まだ今回はマシだ。一週間の間だから。これが三週間の時もあれば、一ヶ月の時もある。そんなアバウトな占いでしかわからない筈が、エルザは明後日昇ると言い切ったのだ。
「なぜ明後日と? 」
「統計だ。私が今まで記録した物から、季節や気候、その他諸々の条件から算定して、明後日がいちばん確率が高いだけだ」
「それは予言? 」
「だから、統計と言っている。あんなババアの占いと一緒にするな」
ババア……って、年齢的にはエルザの方がかなり年上なのだが?
「三日後ですか……」
「そうだ! 面白いから今晩村へ行ってみないか? 」
「村ですか? でも、今日から夕方は門が閉まるから中に入れないんじゃ? 」
「ふん、あんな塀。乗り越えられないのか? おまえは」
「いえ、それは可能ですけど……可能ですね。それって、ヤバくないですか? 」
高い塀で村は囲われており、二ヶ所の門から出入り可能になっている。しかし、確かに人間には高い塀かもしれないが、獣人には? シンが登れそうだと言えてしまう高さということは、獣人にも可能な高さではないのだろうか? そのことに思い当たり、シンは思わず眉をひそめる。
「そうだな。普通ならな。だから、たまに獣人の襲撃を受ける村があるんだ。どんなに塀を高くしても、獣人の爪ならよじ登ることは容易い」
「じゃあ?! 」
一瞬、カムイが、サラが、獣人の牙にさらされている姿を想像し、いてもたってもいられなくなる。もうすでに顔も覚えていない母の、血だらけの背中と二人の姿が重なる。
「呪いが施されているんだよ。獣避けのな」
「何だ、脅かさないでくださいよ。心配しちゃったじゃないですか」
「まあ、完璧なものじゃないし、よほど優れた獣人には通じないがな」
「完璧なものにはできないんですか? エルザの……妖精の力で」
「できなくはない。でも、するつもりはない」
「何故? 」
「妖精は、自然の摂理を曲げることを嫌う。魔法など、自然の摂理そのものだから」
シンの顔が歪み、どうしても隠せない嫌悪感が表情に滲む。
「獣人が人間を食らうの自然の摂理……」
「物を食べないで生きられる生き物はいない」
「それはそうですけど……」
母親を父親に食われたシンとしては、自然の摂理として受け入れられるものではなかった。第一、本人達だって、決してそれを望まなかっただろうから。

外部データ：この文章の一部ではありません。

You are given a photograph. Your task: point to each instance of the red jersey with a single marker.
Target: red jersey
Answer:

「まあ、それはおいておいて、この村の呪術士はそれなりにやり手だから、私が手を貸すまでもない。心配はないだろう」
「それなり……ですか? 」
「うむ、まあ私に比べたら赤ん坊レベルだが、人間にしたらかなりやり手じゃないか? あのババアの占いはいまいちだがな」
呪術士の占いババアことサリアの皺だらけの顔が目に浮かぶ。
長老会の重鎮で、お飾りの村長などよりも村で幅を聞かせていた。ちょっと何を考えているのかわからない面もあるが、村で唯一エルザと対等に話す強者だ。
「ババア、ババアって、サリアさんが聞いたら怒りますよ」
「ババアをババアと言って何が悪い」
シレッと言うあなたはいくつですか? と聞きたくなったが、そんな怖いことはできない。
「サリアさんの呪術が塀に施されてるなら、ボク達だって塀は越えられないんじゃ? 」
「はあ? あんな呪術、私には○ンカス同然さ」
上品そうな絶世の美人の口から、聞きたい言葉ではなかった。
「第一、あれが効くのは、純粋な獣人さ。私らはちょっとチクッとする程度だよ」
「はあ……」
「誰もいない村、イタズラし放題じゃないか」
シンはため息をつき、ついていく決意を固める。四百歳も超えてイタズラ好きって、それこそ年齢を考えてくださいとつっこみたいところだ。
「行くだけにしてくださいよ。イタズラは禁止です」
「はいはい」
貰った干し肉を一かじりしながら、エルザは洞窟の奥へ消えていった。